15 Juni 2009

Artikel Ekonomi


MELEPASKAN SUMBAR DARI BELENGGU KEMISKINAN
Oleh : Yeniwati, SE
Perhatian pemerintah daerah terhadap pengentasan kemiskinan tahun-tahun belakangan terlihat mulai membaik, meskipun itu melalui kebijakan turunan dari pusat seperti pemberdayaan UKM melalui PNPM Mandiri, Raskin, sampai pada BLT. Demikian juga dengan pengobatan gratis bagi rakyat kurang mampu dan gratis biaya sekolah tingkat SD sampai SMP.

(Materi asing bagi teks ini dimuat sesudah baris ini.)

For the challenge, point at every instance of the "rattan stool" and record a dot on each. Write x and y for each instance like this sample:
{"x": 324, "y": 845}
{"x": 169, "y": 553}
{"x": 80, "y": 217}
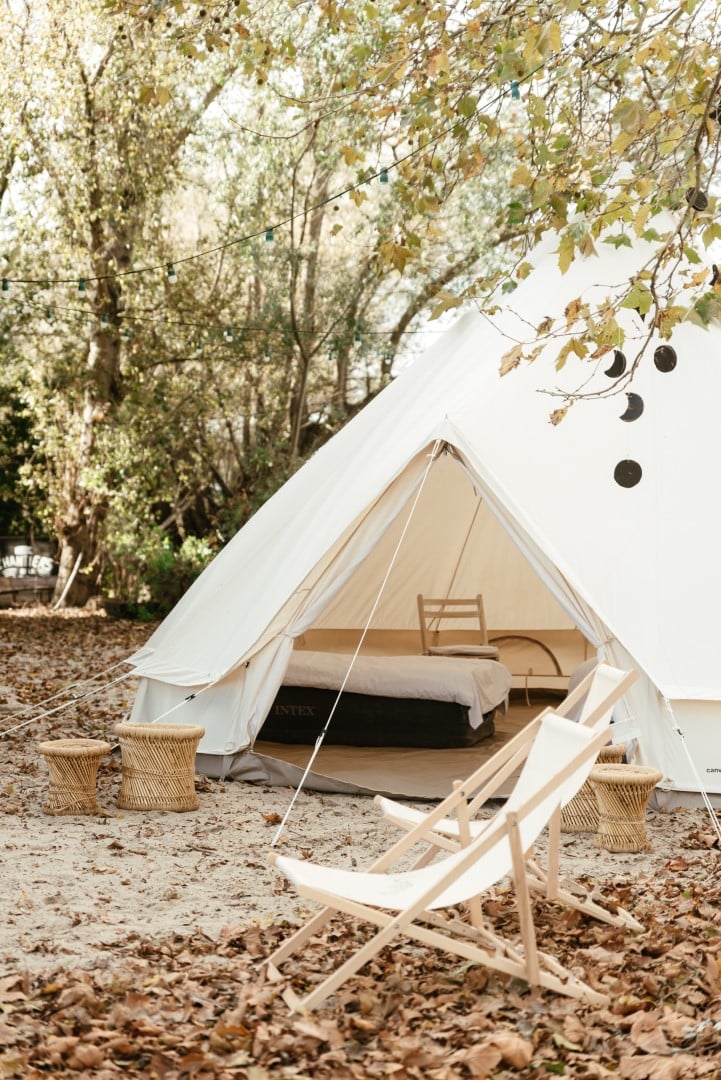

Akan tetapi sampai batas ini, kemiskinan masih tetap ada dan provinsi ini semakin sukar untuk keluar dari belenggu kemiskinan itu sendiri (Walaupun provinsi lainnya juga ada yang lebih miskin dari Sumbar).
Penyebab Kegagalan Program Penanggulangan Kemiskinan
Pada dasarnya ada dua faktor penting yang dapat menyebabkan kegagalan program penanggulangan kemiskinan di Sumbar. Pertama, program-program penanggulangan kemiskinan selama ini cenderung berfokus pada upaya penyaluran bantuan sosial untuk orang miskin. Hal itu, antara lain, berupa beras untuk rakyat miskin (Raskin) dan program Bantuan Langsung Tunai (BLT). Upaya seperti ini akan sulit menyelesaikan persoalan kemiskinan yang ada karena sifat bantuan tidaklah untuk pemberdayaan, bahkan dapat menimbulkan ketergantungan.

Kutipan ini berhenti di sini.